Daha sonra da göreceğimiz gibi, genetik evrimde olduğu gibi kültürel evrim de adaptif sorunları çözmemizi sağlar; sadece daha hızlıdır ve türleşmeye yol açmaz. Genetik, çevresel ve kültürel evrim sacayağıyla kendimizi sürekli olarak yeniden inşa ediyoruz; kendi kaderini tayin edebilen olağanüstü bir türe dönüşüyoruz. Nüfusumuzun böylesine artmasını ve coğrafi dağılımımızın genişlemesini sağlayan bu özellik, karşılığında kültürel evrimimizi hızlandırıp daha da karmaşık bir boyuta taşıyarak kendini besleyen bir döngü oluşturuyor. Günümüzde insan topluluklarının büyüklüğü ve bağlantısallığı
eşi benzeri görülmemiş düzeylere ulaştı. Çevre üzerinde çarpıcı bir değişim yaratarak, bizi oluşturan gezegeni Antroposen (İnsan Çağı) adıyla bilinen yepyeni bir jeolojik çağa sürükledik.
Oluşturduğumuz maddesel değişimlerin (yollar, binalar ve tarım arazileri dahil) birikimi tahminen 30 trilyon tona ulaşmış durumda ve bütün bunlar sayesinde 9-10 milyar nüfusa doğru giden, ileri düzeyde bağlantılı bir küresel topluluk halinde yaşayabiliyoruz.

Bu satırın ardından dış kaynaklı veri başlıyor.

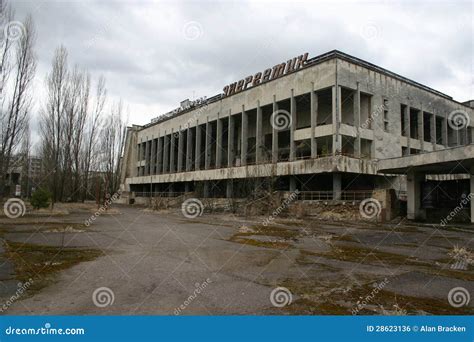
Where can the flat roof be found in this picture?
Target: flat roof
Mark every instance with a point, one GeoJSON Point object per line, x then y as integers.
{"type": "Point", "coordinates": [310, 63]}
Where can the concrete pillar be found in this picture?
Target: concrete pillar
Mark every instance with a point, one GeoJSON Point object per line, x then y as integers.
{"type": "Point", "coordinates": [336, 186]}
{"type": "Point", "coordinates": [153, 156]}
{"type": "Point", "coordinates": [207, 161]}
{"type": "Point", "coordinates": [230, 141]}
{"type": "Point", "coordinates": [172, 150]}
{"type": "Point", "coordinates": [159, 155]}
{"type": "Point", "coordinates": [274, 134]}
{"type": "Point", "coordinates": [180, 150]}
{"type": "Point", "coordinates": [336, 110]}
{"type": "Point", "coordinates": [292, 183]}
{"type": "Point", "coordinates": [414, 195]}
{"type": "Point", "coordinates": [189, 149]}
{"type": "Point", "coordinates": [206, 190]}
{"type": "Point", "coordinates": [471, 193]}
{"type": "Point", "coordinates": [314, 119]}
{"type": "Point", "coordinates": [219, 147]}
{"type": "Point", "coordinates": [357, 123]}
{"type": "Point", "coordinates": [166, 153]}
{"type": "Point", "coordinates": [292, 126]}
{"type": "Point", "coordinates": [433, 131]}
{"type": "Point", "coordinates": [244, 140]}
{"type": "Point", "coordinates": [197, 157]}
{"type": "Point", "coordinates": [147, 157]}
{"type": "Point", "coordinates": [259, 135]}
{"type": "Point", "coordinates": [229, 188]}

Etrafınıza bakın: Gördüğünüz her şeyin akıllı tasarımcıları biziz. Dünya’da ayak basmadığımız yer kalmadı; uzayı bile çöplüğe çevirdik. Sizi, insanın benzersiz niteliklerinin türümüzü nasıl değiştirdiğini
ve böylece doğayla olan ilişkimizi nasıl yeniden ayarladığını gösteren bir yolculuğa çıkaracağım.
Şimdi hepimiz oldukça istisnai bir dönemin eşiğindeyiz. İnsanın kültürü, biyolojisi ve çevresi arasındaki etkileşim, ileri düzeyde işbirlikçi bir insanlıktan yeni bir varlık yaratıyor. Bizler bir süperorganizmaya dönüşüyoruz. Ona Homo omnis ya da kısaca Homni diyelim.
Bu, kendimizi aşmamızın hikâyesi.

Dipnotlar:

1 Fakat fikir bu tarihten en az yüz yıl öncesine dayanır. Korku öyküleri yazarı Edgar Allan Poe 1843’te yayımlanan bir öyküsünde vücudunun büyük bölümü protez olan bir adamı anlatmıştır.

2 Canlılar ayrıca çoğu genetik olarak programlanmış, kalıtsal ve içgüdüsel fizyolojik ve davranışsal değişikliklerle hayat boyu karşılaştıkları çevresel zorluklara yanıt verir ve uyum sağlarlar.

3 Bu yapay habitat olmasaydı nüfusumuz Taş Çağı’nda olduğu gibi 10 milyonu aşamazdı.